In light of recent events, a game about a draconian regime desperate to monitor and control the flow of information feels particularly timely. A text adventure with a twist, Blackbar offers a potent reminder of the power of the written word.
It's not unusual for a game to leave gaps in its narrative for you to fill in, but here that's literally what you must do. The game begins with you receiving a letter from your friend Kenty, who's beginning a new job at the Department of Communication, an organisation which has been set up to monitor all communication and censor anything controversial or negative. Any words of that nature are covered by the titular blackbar, and it's your job to unpack the missing words in order to move onto the next letter, and the next part of the story.
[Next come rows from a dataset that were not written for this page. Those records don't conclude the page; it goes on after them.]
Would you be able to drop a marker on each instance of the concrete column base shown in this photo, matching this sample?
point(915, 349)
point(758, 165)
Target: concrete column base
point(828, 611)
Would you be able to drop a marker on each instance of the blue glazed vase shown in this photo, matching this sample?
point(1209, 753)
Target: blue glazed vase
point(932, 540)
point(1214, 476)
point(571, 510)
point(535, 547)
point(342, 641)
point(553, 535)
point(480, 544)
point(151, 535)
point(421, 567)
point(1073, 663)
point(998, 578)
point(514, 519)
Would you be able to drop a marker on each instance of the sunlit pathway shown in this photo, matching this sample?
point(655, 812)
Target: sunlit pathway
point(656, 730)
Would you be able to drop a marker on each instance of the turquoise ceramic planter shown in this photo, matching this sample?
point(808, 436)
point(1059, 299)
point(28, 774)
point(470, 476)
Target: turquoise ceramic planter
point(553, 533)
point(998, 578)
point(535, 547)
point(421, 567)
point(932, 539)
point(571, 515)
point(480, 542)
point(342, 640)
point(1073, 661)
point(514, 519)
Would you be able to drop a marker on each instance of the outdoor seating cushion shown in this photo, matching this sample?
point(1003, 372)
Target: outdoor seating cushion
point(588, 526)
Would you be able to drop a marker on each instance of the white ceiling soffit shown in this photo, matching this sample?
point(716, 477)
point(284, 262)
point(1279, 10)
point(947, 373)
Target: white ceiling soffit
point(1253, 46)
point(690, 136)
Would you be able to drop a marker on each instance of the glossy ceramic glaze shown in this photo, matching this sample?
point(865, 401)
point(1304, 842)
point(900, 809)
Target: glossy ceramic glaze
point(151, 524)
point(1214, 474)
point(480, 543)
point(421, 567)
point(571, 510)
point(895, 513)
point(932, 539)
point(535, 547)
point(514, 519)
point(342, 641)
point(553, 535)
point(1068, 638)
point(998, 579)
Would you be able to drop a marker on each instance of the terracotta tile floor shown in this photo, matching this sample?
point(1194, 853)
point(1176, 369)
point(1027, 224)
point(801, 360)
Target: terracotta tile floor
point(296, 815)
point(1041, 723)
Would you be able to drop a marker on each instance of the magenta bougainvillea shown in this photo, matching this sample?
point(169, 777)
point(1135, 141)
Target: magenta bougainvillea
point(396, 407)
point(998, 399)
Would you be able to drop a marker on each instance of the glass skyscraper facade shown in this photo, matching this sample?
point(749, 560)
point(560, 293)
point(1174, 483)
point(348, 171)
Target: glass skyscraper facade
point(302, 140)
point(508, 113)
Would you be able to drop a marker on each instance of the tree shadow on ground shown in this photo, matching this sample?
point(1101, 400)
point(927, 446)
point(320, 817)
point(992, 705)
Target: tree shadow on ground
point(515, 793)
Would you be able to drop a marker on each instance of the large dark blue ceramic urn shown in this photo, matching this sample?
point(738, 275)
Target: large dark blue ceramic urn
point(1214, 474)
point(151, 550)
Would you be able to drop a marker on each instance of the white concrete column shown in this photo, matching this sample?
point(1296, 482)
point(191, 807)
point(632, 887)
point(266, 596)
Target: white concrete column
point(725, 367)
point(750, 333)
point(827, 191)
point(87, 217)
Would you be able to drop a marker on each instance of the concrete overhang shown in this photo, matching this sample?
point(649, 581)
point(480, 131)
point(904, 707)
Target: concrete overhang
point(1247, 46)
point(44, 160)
The conversation is one-sided but the writing smartly references your own, unseen missives. Soon, certain trigger words in those replies prompt direct warnings from the Department, as Kenty gradually becomes uneasy about her job. Her disillusionment soon turns to anger, then fear, as the Department tightens its grip. What follows is surprisingly riveting, and shouldn't be spoiled.
Context is your only clue to the missing words, though typing in your guess gives you the number of letters, after which a bit of trial and error should see you reach the right answer. It's always entirely logical, though, and while there's no prize for guessing right first time, it has that wonderful knack of making you feel clever every time you figure it out quickly.
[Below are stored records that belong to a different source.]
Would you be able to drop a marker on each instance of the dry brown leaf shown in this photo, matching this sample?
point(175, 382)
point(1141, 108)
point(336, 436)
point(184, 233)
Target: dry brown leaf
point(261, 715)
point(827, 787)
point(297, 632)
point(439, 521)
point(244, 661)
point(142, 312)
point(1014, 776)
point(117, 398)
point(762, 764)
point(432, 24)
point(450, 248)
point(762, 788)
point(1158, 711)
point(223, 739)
The early puzzles are simple enough, but later you'll be asked to solve riddles, decipher codes, and refer back to previous letters for clues on how to progress. It's forgiving enough to give you a little leeway, occasionally allowing more than one answer: 'censored' and 'redacted' are both accepted in an early letter, while one expletive-filled message gives you the chance to choose your favourite four-letter profanity.
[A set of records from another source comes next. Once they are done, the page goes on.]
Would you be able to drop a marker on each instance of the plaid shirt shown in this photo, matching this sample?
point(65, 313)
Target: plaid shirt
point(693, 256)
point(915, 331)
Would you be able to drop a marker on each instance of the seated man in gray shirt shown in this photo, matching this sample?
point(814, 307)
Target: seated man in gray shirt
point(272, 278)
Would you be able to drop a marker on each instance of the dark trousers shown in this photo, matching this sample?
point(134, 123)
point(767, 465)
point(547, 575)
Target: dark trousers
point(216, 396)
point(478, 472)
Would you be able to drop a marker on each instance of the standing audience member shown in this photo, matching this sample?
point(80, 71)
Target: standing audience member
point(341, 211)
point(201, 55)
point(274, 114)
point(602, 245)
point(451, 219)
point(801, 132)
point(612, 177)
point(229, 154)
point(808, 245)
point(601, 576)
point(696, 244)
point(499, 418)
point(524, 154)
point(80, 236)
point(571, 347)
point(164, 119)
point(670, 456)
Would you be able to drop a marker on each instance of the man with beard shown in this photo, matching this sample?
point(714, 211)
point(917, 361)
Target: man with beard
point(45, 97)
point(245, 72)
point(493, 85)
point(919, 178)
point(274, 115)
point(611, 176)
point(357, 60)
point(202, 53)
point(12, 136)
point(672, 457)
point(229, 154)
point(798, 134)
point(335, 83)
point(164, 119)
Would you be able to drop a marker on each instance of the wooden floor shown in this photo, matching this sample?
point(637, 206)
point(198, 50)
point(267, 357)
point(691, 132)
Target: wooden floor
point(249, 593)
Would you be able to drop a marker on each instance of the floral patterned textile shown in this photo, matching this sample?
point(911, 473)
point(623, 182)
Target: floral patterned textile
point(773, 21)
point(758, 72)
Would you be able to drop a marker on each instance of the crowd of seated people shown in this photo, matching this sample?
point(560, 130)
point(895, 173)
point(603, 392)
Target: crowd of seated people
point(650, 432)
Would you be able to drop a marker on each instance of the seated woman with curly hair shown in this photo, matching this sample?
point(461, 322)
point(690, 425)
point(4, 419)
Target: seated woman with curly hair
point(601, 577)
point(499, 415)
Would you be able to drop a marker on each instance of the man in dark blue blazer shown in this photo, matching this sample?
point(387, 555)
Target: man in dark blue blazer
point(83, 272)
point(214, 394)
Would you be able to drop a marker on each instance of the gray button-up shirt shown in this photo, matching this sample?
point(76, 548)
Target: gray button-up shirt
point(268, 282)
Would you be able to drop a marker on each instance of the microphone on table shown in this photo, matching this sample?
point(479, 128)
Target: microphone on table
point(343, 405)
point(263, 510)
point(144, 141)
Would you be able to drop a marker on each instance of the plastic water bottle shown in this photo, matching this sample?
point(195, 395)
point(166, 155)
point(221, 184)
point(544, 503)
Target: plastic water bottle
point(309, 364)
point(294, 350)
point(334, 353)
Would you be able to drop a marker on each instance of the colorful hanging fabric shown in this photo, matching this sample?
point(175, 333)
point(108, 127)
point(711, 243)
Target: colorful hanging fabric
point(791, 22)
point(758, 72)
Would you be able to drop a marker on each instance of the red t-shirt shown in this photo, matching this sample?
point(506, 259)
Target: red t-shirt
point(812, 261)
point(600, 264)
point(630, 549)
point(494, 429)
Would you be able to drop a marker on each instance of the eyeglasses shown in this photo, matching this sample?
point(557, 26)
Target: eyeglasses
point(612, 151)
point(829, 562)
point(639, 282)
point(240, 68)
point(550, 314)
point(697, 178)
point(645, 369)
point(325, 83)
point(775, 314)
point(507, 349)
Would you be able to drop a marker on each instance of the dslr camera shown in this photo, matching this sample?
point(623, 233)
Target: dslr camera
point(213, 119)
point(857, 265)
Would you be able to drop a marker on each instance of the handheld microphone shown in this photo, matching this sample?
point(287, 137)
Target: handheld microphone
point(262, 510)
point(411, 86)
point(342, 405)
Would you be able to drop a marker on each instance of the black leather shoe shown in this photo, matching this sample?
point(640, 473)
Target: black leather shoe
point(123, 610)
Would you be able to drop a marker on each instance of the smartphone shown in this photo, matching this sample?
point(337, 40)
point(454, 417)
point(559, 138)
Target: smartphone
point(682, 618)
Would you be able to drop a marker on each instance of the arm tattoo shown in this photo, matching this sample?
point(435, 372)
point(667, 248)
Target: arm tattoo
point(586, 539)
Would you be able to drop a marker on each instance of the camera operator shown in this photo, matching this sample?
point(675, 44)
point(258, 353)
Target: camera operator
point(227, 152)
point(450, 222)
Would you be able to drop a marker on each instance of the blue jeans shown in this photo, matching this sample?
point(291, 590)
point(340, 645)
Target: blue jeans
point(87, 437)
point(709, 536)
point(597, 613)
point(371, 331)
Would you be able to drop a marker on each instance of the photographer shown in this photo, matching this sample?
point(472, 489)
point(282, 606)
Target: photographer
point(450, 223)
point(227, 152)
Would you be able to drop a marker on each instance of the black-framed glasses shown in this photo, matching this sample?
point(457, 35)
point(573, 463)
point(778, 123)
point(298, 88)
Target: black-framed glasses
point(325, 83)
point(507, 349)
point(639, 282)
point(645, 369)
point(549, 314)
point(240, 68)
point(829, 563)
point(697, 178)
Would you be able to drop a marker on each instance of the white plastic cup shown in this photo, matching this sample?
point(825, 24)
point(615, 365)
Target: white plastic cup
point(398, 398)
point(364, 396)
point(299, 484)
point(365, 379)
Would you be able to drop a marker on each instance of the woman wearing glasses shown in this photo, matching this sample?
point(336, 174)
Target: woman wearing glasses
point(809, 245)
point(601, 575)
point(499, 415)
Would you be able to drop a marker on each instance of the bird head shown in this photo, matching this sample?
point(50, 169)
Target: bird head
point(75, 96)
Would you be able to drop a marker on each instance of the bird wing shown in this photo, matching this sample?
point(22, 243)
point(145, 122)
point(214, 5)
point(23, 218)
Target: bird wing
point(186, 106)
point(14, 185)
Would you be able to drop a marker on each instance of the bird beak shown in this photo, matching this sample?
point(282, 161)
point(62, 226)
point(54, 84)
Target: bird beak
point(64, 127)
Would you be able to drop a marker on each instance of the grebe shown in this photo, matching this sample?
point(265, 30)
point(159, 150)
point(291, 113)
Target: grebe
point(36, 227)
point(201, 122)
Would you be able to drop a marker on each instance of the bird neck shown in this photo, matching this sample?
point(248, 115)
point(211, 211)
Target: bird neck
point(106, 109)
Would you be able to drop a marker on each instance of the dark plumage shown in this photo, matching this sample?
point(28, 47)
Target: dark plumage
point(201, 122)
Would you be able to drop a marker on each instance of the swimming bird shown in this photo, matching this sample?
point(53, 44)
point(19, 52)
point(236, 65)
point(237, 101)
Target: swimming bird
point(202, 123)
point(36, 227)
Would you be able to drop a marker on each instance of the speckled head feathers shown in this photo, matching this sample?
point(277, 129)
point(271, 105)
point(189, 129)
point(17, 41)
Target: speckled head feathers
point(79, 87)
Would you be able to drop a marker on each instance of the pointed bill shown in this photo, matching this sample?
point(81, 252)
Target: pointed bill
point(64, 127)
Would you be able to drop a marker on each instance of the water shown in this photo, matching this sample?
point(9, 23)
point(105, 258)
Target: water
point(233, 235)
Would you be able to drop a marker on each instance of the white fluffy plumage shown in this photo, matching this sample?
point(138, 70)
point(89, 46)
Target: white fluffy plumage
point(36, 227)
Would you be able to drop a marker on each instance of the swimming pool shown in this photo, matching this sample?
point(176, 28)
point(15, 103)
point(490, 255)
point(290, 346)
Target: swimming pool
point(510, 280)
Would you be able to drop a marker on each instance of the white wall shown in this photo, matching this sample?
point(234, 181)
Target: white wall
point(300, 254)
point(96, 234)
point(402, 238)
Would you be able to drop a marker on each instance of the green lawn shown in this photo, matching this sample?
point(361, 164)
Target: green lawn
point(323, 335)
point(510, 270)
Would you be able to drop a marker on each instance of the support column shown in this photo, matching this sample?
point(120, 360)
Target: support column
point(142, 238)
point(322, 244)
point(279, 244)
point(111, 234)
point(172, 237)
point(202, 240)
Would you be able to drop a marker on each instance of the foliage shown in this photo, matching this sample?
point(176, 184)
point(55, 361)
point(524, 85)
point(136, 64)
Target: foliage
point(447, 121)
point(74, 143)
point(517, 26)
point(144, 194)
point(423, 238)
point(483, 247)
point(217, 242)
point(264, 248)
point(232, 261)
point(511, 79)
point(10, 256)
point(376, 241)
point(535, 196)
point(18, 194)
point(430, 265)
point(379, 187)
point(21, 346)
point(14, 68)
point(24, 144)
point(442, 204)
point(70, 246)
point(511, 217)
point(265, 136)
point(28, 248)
It would all fall apart if the writing was no good, of course, but Neven Mrgan's prose is taut and intelligent, capturing the escalating desperation of its protagonists' plight. Much of the threat is couched in official language, which makes the later glimpses of humanity in the Department's interference all the more disturbing. A sense of playful malice permeates, and there's one sudden, chilling flash of verbal violence. Some may find it too restrained, but those notes of ambiguity make it all the more fascinating.
Your own role in all this, limited as it may be, is strangely empowering, too. While I half-wished I was able to bash out the corrections on an old-fashioned typewriter instead of using the generic iOS text input - like a member of an embattled resistance group forced to rely on old technology to communicate - there's something about circumventing the censorship that feels wonderfully defiant. With each word you correct, you're rebelling against the system, raising a middle finger to oppression. It's a good feeling, and it's prompted by nothing more than black text on a white background. That's the power of the written word, all right.